Hu and Premier Wen Jiabao spent much of their careers in the countryside. They understand the farmers’ plight and want to make changes, said a long-standing Communist Party member who asked not to be identified.
But this is an extremely complex social problem, he said, and intent isn’t enough. It requires a solid legal framework and the political will to implement such wide-ranging change.
“Deng Xiaoping dared to enact reforms,” he said, “but Hu Jintao can’t do it at this stage.”
In a short statement Sunday, China’s state news agency said the Central Committee passed a package of rural policies and discussed the global financial crisis. But it made no mention of land reform. The communique referred vaguely to “raising land yields.”
The package also aims to double rural incomes by 2020. Annual per capita disposable income for those living in the countryside was $720 during the first half of 2008, compared with about $3,600 for city dwellers.
Sui Yuyou, a farmer in Shandong province, said he’s pleased with the government’s focus on rural issues. The four-acre family plot, shared by six adults and two children, gets an $80 wheat subsidy per year, a welcome addition to about $2,400 that crops bring in.

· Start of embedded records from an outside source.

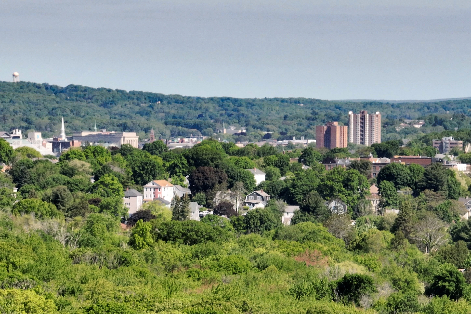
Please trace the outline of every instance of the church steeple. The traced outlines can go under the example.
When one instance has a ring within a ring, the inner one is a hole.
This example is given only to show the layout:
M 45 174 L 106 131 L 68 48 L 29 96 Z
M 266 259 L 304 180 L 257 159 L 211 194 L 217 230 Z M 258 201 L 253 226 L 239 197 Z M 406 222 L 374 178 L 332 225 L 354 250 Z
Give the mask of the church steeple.
M 155 140 L 155 135 L 154 133 L 154 128 L 150 130 L 150 134 L 149 135 L 149 142 L 152 143 Z
M 62 138 L 63 141 L 67 139 L 65 137 L 65 128 L 64 126 L 64 117 L 62 117 L 62 126 L 60 128 L 60 137 Z

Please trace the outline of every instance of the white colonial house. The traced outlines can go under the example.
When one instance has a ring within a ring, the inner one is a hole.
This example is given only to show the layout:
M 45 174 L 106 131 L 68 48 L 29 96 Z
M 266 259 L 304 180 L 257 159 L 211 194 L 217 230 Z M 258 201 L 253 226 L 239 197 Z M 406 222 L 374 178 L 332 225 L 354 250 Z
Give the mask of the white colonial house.
M 270 200 L 270 195 L 263 190 L 254 191 L 245 196 L 245 205 L 250 209 L 265 208 L 267 203 Z
M 128 213 L 134 214 L 142 206 L 142 194 L 134 189 L 126 188 L 124 191 L 124 206 L 128 209 Z
M 246 170 L 250 171 L 253 175 L 256 185 L 259 185 L 260 182 L 263 182 L 265 180 L 265 173 L 260 169 L 253 168 L 253 169 L 246 169 Z
M 173 199 L 175 187 L 165 180 L 154 180 L 144 186 L 144 202 L 161 198 L 168 202 Z

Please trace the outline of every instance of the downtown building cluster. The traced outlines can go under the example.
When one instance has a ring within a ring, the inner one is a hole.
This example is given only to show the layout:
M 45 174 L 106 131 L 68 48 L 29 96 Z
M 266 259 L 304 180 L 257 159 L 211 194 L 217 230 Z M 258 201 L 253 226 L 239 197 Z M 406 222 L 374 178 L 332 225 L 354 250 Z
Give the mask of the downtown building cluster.
M 366 110 L 359 113 L 349 112 L 349 126 L 339 125 L 337 121 L 328 122 L 316 127 L 316 146 L 330 149 L 346 147 L 349 143 L 370 146 L 381 143 L 381 114 L 369 114 Z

But if rural incomes were higher, Sui and his relatives might not need to spend any time in Beijing, where they can earn as much in a month waiting tables as they can in a year in their village, about 250 miles southeast of the capital.
Sui, wearing cloth shoes and a black jacket, leans against a barrier near the Beijing railway station and reflects on his double life, split between the capital and the family’s small plot in Suijiagou village, where he grows peanuts, wheat and soybeans.
Sui said looser policies on buying, selling or offering up his land as bank collateral would make life easier, allowing for bigger farms that could be more productive.
“But I would never sell my land easily,” the 56-year-old said. “Land is a farmers’ fate. We farmers rely on the land to make a living.
“My village is famous for its beautiful scenery, mountains, hills, rivers and flatlands,” he said. “But nearly 80% of the young people head to the cities to make a living. Those left are mostly kids and old people.”
Analysts say land reform has even broader economic implications during these times of global crisis.
China, the world’s most populous country, has an advantage over many nations in labor-intensive industries such as manufacturing. But services and an improved agricultural sector are important not only to stem unemployment and social tension, but to improve economic productivity, said Stephen Green of Standard Chartered Bank.
“There has obviously been a lot of investment in rural areas, schools and healthcare,” he said. “But you can’t just subsidize the countryside into modernity. You need land reform.”